Tao’s career as composer has garnered eight consecutive ASCAP Morton Gould Young Composer Awards and the Carlos Surinach Prize from BMI. In the 2013-14 season, while serving as the Dallas Symphony Orchestra’s artist-in-residence, Tao premiered his orchestral composition, “The world is very different now”. Commissioned in observance of the 50th anniversary of the assassination of President John F. Kennedy, the work was described by the New York Times as “shapely and powerful.” Most recently, the Chamber Orchestra of Philadelphia commissioned a new work for piano, orchestra, and electronics, An Adjustment, which received its premiere in September 2015 with Tao at the piano. The Philadelphia Inquirer declared the piece abundant in “compositional magic,” a “most imaginative [integration of] spiritual post-Romanticism and ‘90s club music.”

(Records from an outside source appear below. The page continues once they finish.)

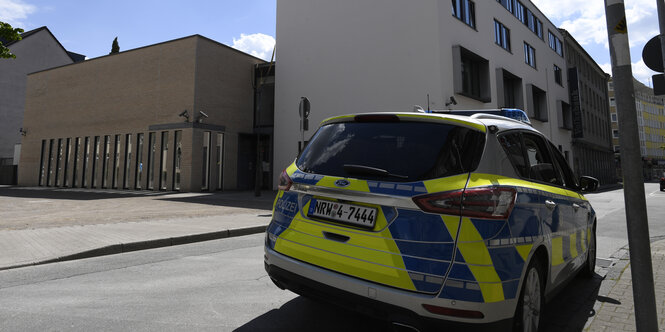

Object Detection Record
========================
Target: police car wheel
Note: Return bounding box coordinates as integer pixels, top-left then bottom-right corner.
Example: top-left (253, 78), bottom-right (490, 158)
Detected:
top-left (581, 224), bottom-right (596, 278)
top-left (513, 259), bottom-right (544, 332)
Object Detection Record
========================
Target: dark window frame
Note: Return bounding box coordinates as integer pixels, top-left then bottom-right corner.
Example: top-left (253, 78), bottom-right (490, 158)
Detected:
top-left (524, 42), bottom-right (538, 69)
top-left (494, 19), bottom-right (512, 53)
top-left (554, 64), bottom-right (563, 87)
top-left (451, 0), bottom-right (476, 30)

Tao was born in Urbana, Illinois, in 1994. He has studied piano with Emilio del Rosario in Chicago and Yoheved Kaplinsky in New York, and composition with Christopher Theofanidis.

 

Armed with a diverse spectrum of repertoire and eclectic musical interests, cellist Jay Campbell has been recognized for approaching both old and new works with the same probing curiosity and emotional commitment. His performances have been called “electrifying” by the New York Times; “gentle, poignant, and deeply moving” by the Washington Post; and on WQXR by Krzysztof Penderecki for “the greatest performance yet of Capriccio per Sigfried Palm”. A 2016 recipient of the prestigious Avery Fisher Career Grant, Jay made his debut with the New York Philharmonic in 2013 and worked with Alan Gilbert in 2016 as the artistic-director for Ligeti Forward, a series featured on the New York Philharmonic Biennale at the Metropolitan Museum of Art. In 2017, he will be Artist-in-Residence at the Lucerne Festival with violinist Patricia Kopatchinskaja, where he will give the Swiss premiere of Michael Van der Aa's multimedia cello concerto Up-Close, and the world premiere of a new concerto by Luca Francesconi, conducted by Matthias Pintscher in Lucerne's KKL Auditorium and the Cologne Philharmonie.

Dedicated to introducing audiences to the music of our time, Jay has worked closely with some of the most creative musicians of our time including Pierre Boulez, Elliott Carter, Matthias Pintscher, John Adams, Kaija Saariaho, and countless others from his own generation. His close association with John Zorn resulted in the 2015 release of Hen to Pan (Tzadik) featuring all works written for Campbell, and was listed in the New York Times year-end Best Recordings of 2015. Forthcoming discs include George Perle's cello concerto with the Seattle Symphony and Ludovic Morlot (Bridge), a disc of Beethoven, Debussy, Stravinsky and Pintscher (Victor Elmaleh Collection), and a collection of works commissioned for Campbell by David Fulmer (Tzadik). Equally enthusiastic as a chamber musician and teacher, Campbell is a member of the JACK Quartet, a piano trio with violinist Stefan Jackiw and pianist Conrad Tao, has served on faculty at Vassar College and has been a guest at the Marlboro, Chamber Music Northwest, Moab, Heidelberger-Fruhling, DITTO, and Lincoln Center festivals.